The exhibit and accompanying brochure at the Library of Congress, whose interior is one of the most beautiful buildings in Washington, goes through the history of Magna Carta. That includes King John’s attempted voiding of the charter and the resulting civil war, as well as its reissuance and reaffirmation by subsequent English kings and Parliament. It shows how its principles were incorporated into the charters and laws of the new colonies in America, including “The Body of Liberties” compiled by Nathaniel Ward in Massachusetts in 1641 that “contained a synopsis of Magna Carta’s guarantees of freedom.” These principles profoundly influenced our American founders, who considered them the basic rights to which Englishmen were entitled, and were eventually incorporated into our Constitution and Bill of Rights.

The Lincoln Magna Carta is complete, and although the writing is very small, many parts of it are still legible. Of course, to understand it, you have to read Latin, which is the language in which the charter was written. King John’s seal is missing, although the three holes showing where it was attached are there.

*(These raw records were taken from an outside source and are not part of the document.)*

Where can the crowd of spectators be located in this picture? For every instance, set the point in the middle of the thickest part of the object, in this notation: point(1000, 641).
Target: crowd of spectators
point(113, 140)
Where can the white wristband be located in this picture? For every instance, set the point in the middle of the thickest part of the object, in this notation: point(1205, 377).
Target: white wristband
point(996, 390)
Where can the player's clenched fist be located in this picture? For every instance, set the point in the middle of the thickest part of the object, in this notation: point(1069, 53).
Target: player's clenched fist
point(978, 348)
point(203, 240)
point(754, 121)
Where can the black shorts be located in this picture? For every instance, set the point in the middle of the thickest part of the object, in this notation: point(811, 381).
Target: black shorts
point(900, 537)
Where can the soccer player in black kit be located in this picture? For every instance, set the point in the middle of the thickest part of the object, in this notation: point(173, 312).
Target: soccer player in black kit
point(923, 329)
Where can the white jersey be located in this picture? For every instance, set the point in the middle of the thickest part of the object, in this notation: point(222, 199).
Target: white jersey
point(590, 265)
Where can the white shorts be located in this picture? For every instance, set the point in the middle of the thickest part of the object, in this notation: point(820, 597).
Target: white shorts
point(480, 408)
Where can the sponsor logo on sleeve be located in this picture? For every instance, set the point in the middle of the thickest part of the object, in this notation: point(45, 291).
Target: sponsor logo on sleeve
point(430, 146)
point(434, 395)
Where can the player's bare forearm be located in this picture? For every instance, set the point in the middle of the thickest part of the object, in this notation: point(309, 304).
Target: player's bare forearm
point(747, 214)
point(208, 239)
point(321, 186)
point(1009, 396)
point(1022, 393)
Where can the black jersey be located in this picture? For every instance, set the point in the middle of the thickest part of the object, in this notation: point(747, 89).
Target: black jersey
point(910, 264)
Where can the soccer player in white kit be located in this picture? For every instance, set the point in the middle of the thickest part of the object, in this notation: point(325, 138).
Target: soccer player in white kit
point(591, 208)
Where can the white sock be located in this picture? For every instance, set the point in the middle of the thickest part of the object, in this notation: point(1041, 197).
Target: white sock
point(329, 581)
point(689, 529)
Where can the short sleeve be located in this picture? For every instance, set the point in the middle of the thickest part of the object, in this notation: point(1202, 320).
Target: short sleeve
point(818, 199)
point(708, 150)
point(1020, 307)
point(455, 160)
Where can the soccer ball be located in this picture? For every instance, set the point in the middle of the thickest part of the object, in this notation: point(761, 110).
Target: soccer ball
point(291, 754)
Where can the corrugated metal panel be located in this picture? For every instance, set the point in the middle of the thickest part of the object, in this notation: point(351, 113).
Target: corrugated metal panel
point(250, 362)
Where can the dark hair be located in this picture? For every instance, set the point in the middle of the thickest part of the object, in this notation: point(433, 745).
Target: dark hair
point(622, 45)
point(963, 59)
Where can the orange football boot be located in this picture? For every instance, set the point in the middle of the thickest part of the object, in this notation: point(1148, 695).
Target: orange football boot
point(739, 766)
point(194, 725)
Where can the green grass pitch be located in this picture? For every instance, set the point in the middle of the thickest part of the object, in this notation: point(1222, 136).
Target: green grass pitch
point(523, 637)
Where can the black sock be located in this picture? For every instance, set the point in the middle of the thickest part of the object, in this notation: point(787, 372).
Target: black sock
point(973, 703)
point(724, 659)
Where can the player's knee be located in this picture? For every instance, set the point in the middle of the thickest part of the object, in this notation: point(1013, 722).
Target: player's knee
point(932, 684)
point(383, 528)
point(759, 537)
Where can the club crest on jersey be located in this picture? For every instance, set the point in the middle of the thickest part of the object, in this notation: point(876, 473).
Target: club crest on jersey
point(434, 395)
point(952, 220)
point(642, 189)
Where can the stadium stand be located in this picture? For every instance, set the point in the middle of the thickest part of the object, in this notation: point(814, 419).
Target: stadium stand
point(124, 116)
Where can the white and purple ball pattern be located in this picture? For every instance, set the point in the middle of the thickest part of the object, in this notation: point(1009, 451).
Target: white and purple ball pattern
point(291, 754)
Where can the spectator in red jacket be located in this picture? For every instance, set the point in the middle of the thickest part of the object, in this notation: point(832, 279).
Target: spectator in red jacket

Finally, I have to note that on the way into the room where Magna Carta is housed, one passes by another room where the remains of Thomas Jefferson’s original library are stored. After the British burned the Capitol in 1814, the Library of Congress bought Jefferson’s entire personal collection of books to restore its collection. It is something to peruse the titles of these books and contemplate the wide variety of subjects that interested one of our greatest statesmen, who may have been the best read man in the colonies. And Jefferson’s personal copy of the Federalist Papers is in the Magna Carta display, quite a thrill for a Federalist Society member like me.

This is a great exhibit and one worth seeing if you are in Washington or you can see a digital version here. Magna Carta will be on display until Jan. 19 if you want to see the document that started it all, whose “most lasting legacy is its role in the constitutional tradition of safeguarding individual liberties under the rule of law.”